Others, by contrast, worry about what the yakuza's role in Japan's banking fiasco might mean for the rest of the world. The U.S. government, in its latest International Crime Threat Assessment, described the yakuza as one of "the world's largest and most powerful criminal syndicates," and singled out the Inagawakai for laundering money in the United States.

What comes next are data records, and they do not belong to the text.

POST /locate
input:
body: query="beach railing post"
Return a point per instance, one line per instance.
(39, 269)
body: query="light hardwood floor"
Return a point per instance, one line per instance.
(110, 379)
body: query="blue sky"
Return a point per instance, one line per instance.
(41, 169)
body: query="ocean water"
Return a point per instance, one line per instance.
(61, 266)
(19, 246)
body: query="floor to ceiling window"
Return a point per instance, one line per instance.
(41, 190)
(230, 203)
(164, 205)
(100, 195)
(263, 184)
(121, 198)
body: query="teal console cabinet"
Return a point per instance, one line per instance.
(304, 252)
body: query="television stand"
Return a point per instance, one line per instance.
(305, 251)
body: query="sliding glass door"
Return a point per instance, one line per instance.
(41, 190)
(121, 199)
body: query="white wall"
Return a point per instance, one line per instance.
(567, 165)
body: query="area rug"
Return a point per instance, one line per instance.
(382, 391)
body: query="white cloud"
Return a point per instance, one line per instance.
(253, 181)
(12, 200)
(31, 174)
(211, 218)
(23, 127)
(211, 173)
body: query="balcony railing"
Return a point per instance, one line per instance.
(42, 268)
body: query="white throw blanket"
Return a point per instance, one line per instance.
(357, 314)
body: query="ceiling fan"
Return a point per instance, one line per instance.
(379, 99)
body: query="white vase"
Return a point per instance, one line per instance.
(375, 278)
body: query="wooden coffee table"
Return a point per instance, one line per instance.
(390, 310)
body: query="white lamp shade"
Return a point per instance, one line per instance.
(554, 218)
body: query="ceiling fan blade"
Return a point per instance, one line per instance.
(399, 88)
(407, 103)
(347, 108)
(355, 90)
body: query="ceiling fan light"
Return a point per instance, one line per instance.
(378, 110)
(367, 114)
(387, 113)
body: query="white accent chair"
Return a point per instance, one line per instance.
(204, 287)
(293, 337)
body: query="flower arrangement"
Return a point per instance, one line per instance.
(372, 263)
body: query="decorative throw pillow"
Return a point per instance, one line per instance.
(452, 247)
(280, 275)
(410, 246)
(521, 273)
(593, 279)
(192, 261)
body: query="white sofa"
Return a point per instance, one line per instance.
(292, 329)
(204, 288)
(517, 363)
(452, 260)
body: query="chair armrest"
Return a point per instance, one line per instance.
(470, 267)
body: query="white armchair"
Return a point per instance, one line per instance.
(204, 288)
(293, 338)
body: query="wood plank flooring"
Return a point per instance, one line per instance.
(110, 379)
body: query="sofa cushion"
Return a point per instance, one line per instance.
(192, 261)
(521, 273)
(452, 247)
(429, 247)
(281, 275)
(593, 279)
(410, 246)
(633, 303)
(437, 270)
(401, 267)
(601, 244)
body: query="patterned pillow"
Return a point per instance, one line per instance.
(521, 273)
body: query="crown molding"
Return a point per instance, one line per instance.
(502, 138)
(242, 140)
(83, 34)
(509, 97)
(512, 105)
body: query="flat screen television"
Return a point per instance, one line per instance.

The former U.S. lawmen see good reason to worry. "I think the yakuza have enough invested in the U.S. market that if they took it out it would really cause a problem," says a former FBI agent. "The yakuza have their own investment bankers and accountants and lawyers that they have sponsored, educated and use. They know how to keep a low profile and generate profits in a tough economy. The yakuza are suffering from the recession as much as anyone and are looking for alternative sources of income all the time. The financial markets offer more and more options that will make them more of a global problem if we are not careful."

THE YAKUZA

The elaborately tattooed yakuza date to the 16th century, when unemployed samurai formed gangs and turned to banditry. Today Japan has 78,000 yakuza-literally, "good for nothing"-who play a role in practically every facet of Japan's economy and society. They live by a samurai-like code of loyalty, and to show penance for breaking it they cut off their fingertips. In the past, errant yakuza favoured swords for this. Nowadays, some try to lessen the pain by using a hammer and chisel.

THE COST OF BAD DEBT

No one knows the true size of Japan's bad debts. One estimate, by U.S. investment bank Goldman Sachs, puts it at ¥237 trillion, or 39% of all corporate loans. But everyone agrees the crisis is deepening as Japan slides further into recession. Worse, many loans are collateralized with properties still valued at unrealistic "bubble economy" prices, meaning the write-offs needed will be far greater than the banks or the government admit. The only solution, believe many analysts, is a fresh injection of public money, dwarfing 1999's bailout of ¥7.5 trillion.